Applications in politics
Renewable energy is used most efficiently by Green politicians to recycle Senate ballots to their parties without needing to enter into too many alliances. They present the argument of "long-term benefit" to promote renewable energy, which says that the energy obtainable from renewable resources is more than enough to outweigh the amount of fossil fuel it takes to mine the magical minerals used to make solar panels. However, in the real long run, the sun will eventually be depleted too, and the earth committed to fire and radioactive brimstone, so the problem is merely being delayed, not stopped.

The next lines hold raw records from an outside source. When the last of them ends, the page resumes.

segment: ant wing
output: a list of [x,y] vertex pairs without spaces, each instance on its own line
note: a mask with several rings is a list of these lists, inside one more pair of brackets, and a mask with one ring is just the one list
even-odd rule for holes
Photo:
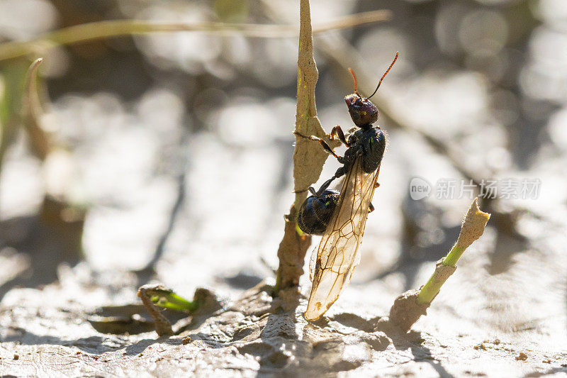
[[317,257],[311,257],[315,266],[305,313],[308,320],[320,318],[339,297],[343,285],[350,281],[352,270],[359,263],[358,249],[379,172],[378,167],[374,172],[366,173],[362,157],[359,157],[347,174],[337,209],[319,244]]

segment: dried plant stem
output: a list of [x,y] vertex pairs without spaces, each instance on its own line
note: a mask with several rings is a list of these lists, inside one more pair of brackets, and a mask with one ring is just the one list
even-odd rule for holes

Politicians who are not Green do an even better job of utilising renewable energy to their advantage, for it is easier to maintain disbelief than to call for repentance when the end is sufficiently far away. Also, with developing countries like China whining to continue consuming coal and other junk food because they came late to the dinner table, it just doesn't make sense to waste food that is good to eat by leaving it in the fridge, or in Tony Abbott's case, his backyard.
Portrayal in the media
Except for the occasional solar advertisment, renewable energy receives a generally negative light in the media, depicted as either unused or misused. In Avatar: The Last Airbender, the technologically sophisticated Fire Nation was well capable of renewable energy production simply by breeding more fire benders, but could not resist the Imperialistic urges of pillaging the Middle Eastern Earth Kingdom and frying some cleanly shaved nomads. Similarly, The Matrix fuels the public with the view that computers might restart a frenzy in Atenist worship via solar panels, and that installing eternal night and switching to geothermal underground might be a good idea to counter this. Consequently, the machines turned to human energy, an initiative currently being sponsored by Chevron.